Prosecutors said Monday they plan to seek jail time in the case of Jeremy Hill, the suspended LSU running back accused of violating his probation this spring when he was arrested after a bar fight.
In his first bout with the criminal justice system, Hill, 20, avoided prison last year when he pleaded guilty to a reduced misdemeanor charge and admitted engaging in a sexual act with a 14-year-old girl.
A condition of Hill’s probation had been that he refrain from any criminal activity.
East Baton Rouge Parish Assistant District Attorney Sue Bernie said she will file a motion seeking to revoke Hill’s misdemeanor probation based on the allegations he faces in the April bar fight.
If state District Court Judge Bonnie Jackson revokes the probation, Hill could face up to six months in jail, Bernie said.

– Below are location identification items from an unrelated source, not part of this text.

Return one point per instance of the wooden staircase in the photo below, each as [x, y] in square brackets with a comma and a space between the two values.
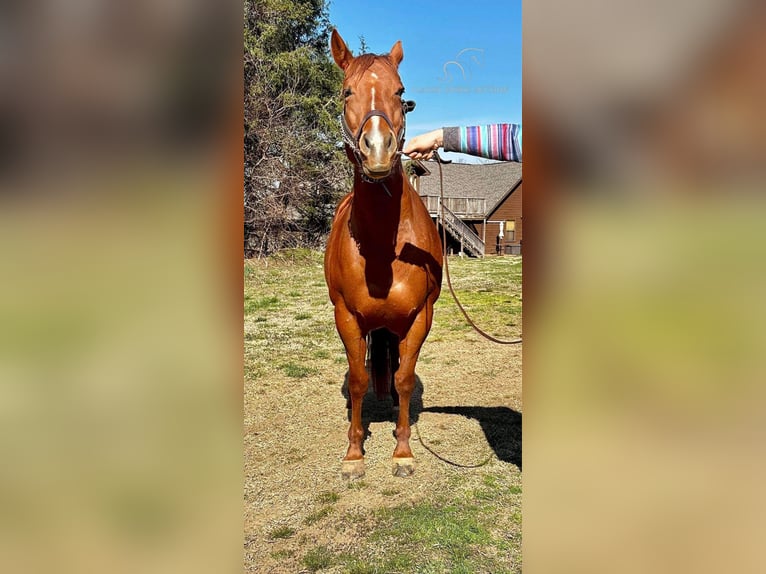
[469, 241]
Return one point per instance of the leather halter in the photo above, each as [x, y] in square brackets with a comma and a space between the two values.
[351, 139]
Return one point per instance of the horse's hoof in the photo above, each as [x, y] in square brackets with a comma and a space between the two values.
[352, 469]
[403, 467]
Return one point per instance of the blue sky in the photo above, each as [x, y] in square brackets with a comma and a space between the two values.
[462, 61]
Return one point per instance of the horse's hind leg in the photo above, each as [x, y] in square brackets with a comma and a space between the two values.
[356, 350]
[404, 381]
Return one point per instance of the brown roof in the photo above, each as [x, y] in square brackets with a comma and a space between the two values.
[491, 181]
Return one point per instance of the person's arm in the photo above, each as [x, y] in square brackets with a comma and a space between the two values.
[493, 141]
[422, 146]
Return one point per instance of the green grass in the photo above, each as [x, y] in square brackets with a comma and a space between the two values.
[262, 303]
[318, 559]
[473, 523]
[328, 497]
[281, 532]
[443, 537]
[317, 515]
[296, 371]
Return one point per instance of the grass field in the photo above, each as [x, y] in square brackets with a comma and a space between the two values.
[461, 510]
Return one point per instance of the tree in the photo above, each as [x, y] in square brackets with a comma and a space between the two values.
[295, 166]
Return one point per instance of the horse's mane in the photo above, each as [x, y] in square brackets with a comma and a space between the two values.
[362, 63]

Prosecutors filed a misdemeanor simple battery charge Monday against Hill, who is expected to appear in court Friday morning for arraignment.
“We’re going to certainly push for revocation,” Bernie said. “I think that jail time is appropriate, but it’s ultimately up to the judge.”
Hill’s defense attorney, Marci Blaize, declined to comment Monday.
Brent M. Stockstill, a local defense attorney and former prosecutor, said most people on misdemeanor probation who commit a second misdemeanor do not have their probation revoked.
“The volume of people placed on probation (who) don’t complete all of their conditions would fill up every known prison in the world,” Stockstill said. “But for this being a high-profile case, I don’t think there would be any chance of his probation being revoked.”
Hill’s latest legal troubles stemmed from an April 27 fight in the parking lot of Reggie’s Bar on Bob Pettit Drive.
Police have said Hill punched a 20-year-old man and left before officers arrived.
A cellphone video showed a second man, Robert G. Bayardo, 21, knocking the victim unconscious after Hill punched him. Bayardo also was formally charged with simple battery Monday, though he had initially been booked with second-degree battery.
The video showed Hill and Bayardo giving each other high-fives in front of the victim after he fell to the ground, police said.
Blaize has said “numerous individuals” made derogatory comments to Hill the night of the fight.
She also has said there is likely “more to the story” than what is contained on the video.
Hill and another former Redemptorist High student, Avery Tate, pleaded guilty Jan. 6, 2012, to engaging in a sexual act with a 14-year-old girl in the school’s locker room in December 2010.
Hill and Tate, 19 and 18 at the time of their guilty pleas, were given suspended six-month prison terms and put on active supervised probation for two years with the East Baton Rouge Parish District Attorney’s Office.
Hill and Tate each pleaded guilty to a misdemeanor charge of carnal knowledge of a juvenile. Court records show Hill and Tate’s probation conditions provide that they “refrain from all criminal conduct.”
Hill’s status with LSU remains in limbo after Monday’s developments, with the program and football coach Les Miles taking the same tack since the running back’s arrest in late April. Miles suspended Hill indefinitely from all team activities, and has said from the outset he wants the legal process to run its course before making any determination on whether Hill will remain on the roster.
“Nothing has changed as far as the way he is viewing this,” LSU athletic department spokesman Michael Bonnette said, referring to Miles.
“He’s aware and keeping tabs on what happened today. He’s just going to let it run through the system.”
The Tigers report for fall camp Aug. 4, and open practice a day later.
Judge Jackson has added new conditions to Hill’s probation, including a curfew between 9 p.m. and 6 a.m. and a requirement that he avoid bars.
Hill faces an Aug. 16 hearing to review the status of his probation. Meanwhile, Hill remains in contact periodically with Miles, but Bonnette did not have details about how often the pair talk or to what degree they discuss Hill’s current legal problems.
“I don’t know how long they talk or how often they speak,” Bonnette said. “Jeremy is working out on his own and doing well in school and doing all the things he’s been asked to do.”